Harry turned onto his side and pressed his face into the pillow. 

Avoiding noise had been easy when silence felt neutral. 

Now silence demanded effort. 

— 

Over the next few days, the conflict sharpened. 

He felt it when teachers praised him for being "thoughtful," knowing the thought had been carefully dulled first. He felt it when classmates leaned on him during group work, trusting him to smooth things over without taking credit. 

Once, during a reading exercise, a boy beside him whispered, "You're good at this stuff. You can fix it, right?" 

Harry nodded automatically. 

As he corrected the paragraph quietly, efficiently, he felt something twist—not resentment, not pride, but a dull sense of displacement. 

He wasn't being seen. 

He was being used. 

The distinction mattered more than he expected. 

— 

After school, he walked home slower than usual. 

The neighborhood was familiar—sidewalk cracks he knew by heart, trees he'd watched change with the seasons. Everything looked the same. 

Harry wondered if that was because it was stable, or because he had learned where not to look. 

When he reached the house, Maria was on the phone, her voice low and calm.

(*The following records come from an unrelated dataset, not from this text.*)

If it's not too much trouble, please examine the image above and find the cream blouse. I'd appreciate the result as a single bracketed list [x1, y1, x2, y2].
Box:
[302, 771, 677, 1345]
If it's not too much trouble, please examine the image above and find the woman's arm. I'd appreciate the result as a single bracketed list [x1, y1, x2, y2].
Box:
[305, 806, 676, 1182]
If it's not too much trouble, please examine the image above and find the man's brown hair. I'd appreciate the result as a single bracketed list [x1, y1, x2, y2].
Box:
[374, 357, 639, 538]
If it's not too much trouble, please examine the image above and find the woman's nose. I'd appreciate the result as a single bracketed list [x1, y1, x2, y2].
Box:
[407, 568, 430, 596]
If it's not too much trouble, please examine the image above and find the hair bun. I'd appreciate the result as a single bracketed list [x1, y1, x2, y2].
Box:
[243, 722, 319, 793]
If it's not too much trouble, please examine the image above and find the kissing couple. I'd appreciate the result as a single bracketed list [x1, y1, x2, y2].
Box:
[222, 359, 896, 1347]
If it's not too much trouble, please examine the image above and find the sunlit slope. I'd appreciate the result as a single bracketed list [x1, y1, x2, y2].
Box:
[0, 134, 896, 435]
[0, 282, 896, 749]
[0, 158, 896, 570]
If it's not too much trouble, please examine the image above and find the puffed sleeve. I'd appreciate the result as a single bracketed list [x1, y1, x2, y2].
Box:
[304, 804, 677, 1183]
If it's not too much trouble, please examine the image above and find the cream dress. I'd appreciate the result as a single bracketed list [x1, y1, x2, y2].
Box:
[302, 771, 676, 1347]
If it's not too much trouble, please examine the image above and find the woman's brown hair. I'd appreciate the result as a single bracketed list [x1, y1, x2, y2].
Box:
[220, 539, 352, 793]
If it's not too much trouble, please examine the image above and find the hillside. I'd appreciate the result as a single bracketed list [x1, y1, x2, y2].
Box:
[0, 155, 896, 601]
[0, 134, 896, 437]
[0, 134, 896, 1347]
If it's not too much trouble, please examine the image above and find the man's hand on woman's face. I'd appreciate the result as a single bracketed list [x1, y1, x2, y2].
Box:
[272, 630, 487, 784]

She glanced at him and smiled, covering the receiver. 

"Give me a minute," she mouthed. 

Harry nodded and went to his room. 

He sat on the edge of the bed, backpack still on, and stared at his hands. They were steady. Capable. The same hands that caught the ball too cleanly, that solved problems too quickly, that wrote answers he didn't mean. 

I'm not doing anything wrong, he told himself. 

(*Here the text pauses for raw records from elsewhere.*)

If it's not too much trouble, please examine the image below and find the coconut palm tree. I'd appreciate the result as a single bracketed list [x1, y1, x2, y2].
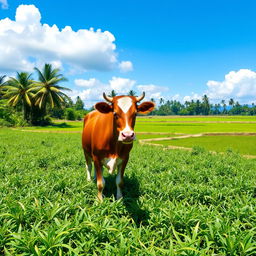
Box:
[228, 98, 235, 107]
[128, 90, 136, 96]
[34, 64, 71, 111]
[0, 75, 6, 99]
[3, 72, 34, 121]
[159, 98, 164, 105]
[108, 90, 117, 97]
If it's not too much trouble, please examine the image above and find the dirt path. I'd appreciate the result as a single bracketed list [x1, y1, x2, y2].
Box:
[137, 119, 256, 124]
[12, 128, 256, 159]
[139, 132, 256, 159]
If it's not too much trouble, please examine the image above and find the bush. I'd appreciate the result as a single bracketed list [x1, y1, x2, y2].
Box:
[65, 108, 76, 121]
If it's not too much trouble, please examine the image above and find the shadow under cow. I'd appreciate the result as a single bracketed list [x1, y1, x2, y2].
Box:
[103, 175, 149, 226]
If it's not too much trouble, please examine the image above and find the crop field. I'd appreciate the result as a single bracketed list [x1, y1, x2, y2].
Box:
[16, 116, 256, 155]
[0, 129, 256, 256]
[154, 135, 256, 155]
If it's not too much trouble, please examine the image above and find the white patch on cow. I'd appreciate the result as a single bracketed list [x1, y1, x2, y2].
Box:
[103, 157, 122, 174]
[117, 97, 132, 113]
[116, 168, 123, 200]
[118, 120, 136, 144]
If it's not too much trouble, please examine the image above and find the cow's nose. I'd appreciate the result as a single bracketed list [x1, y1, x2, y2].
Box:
[122, 132, 135, 140]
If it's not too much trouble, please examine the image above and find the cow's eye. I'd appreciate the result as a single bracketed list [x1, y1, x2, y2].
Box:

The thought didn't settle. 

A second followed it, quieter but heavier. 

I'm just not doing everything right, either. 

— 

When Maria came in later, she didn't say anything at first. She sat beside him, close enough that their shoulders touched lightly. 

"You don't have to decide who you are yet," she said, as if answering a question he hadn't asked aloud. "Some things take time." 

Harry swallowed. "What if I decide wrong?" 

She smiled then—not gently, not reassuringly, but with a kind of fond seriousness. 

"Then you'll decide again," she said. "That's allowed." 

Harry leaned into her shoulder without thinking. 

For a moment, the pressure eased. 

— 

Later, alone again, Harry stared at the ceiling and listened to the house breathe around him. 

He understood something now that he hadn't before. 

Being easy was a choice. 

And choices, once made, had a way of asking to be repeated. 

Harry didn't know when—or if—he would stop choosing the quieter path. He only knew that something inside him was keeping count. Not angrily. Not urgently. 

Patiently. 

Waiting for the day when being easy would cost more than it saved.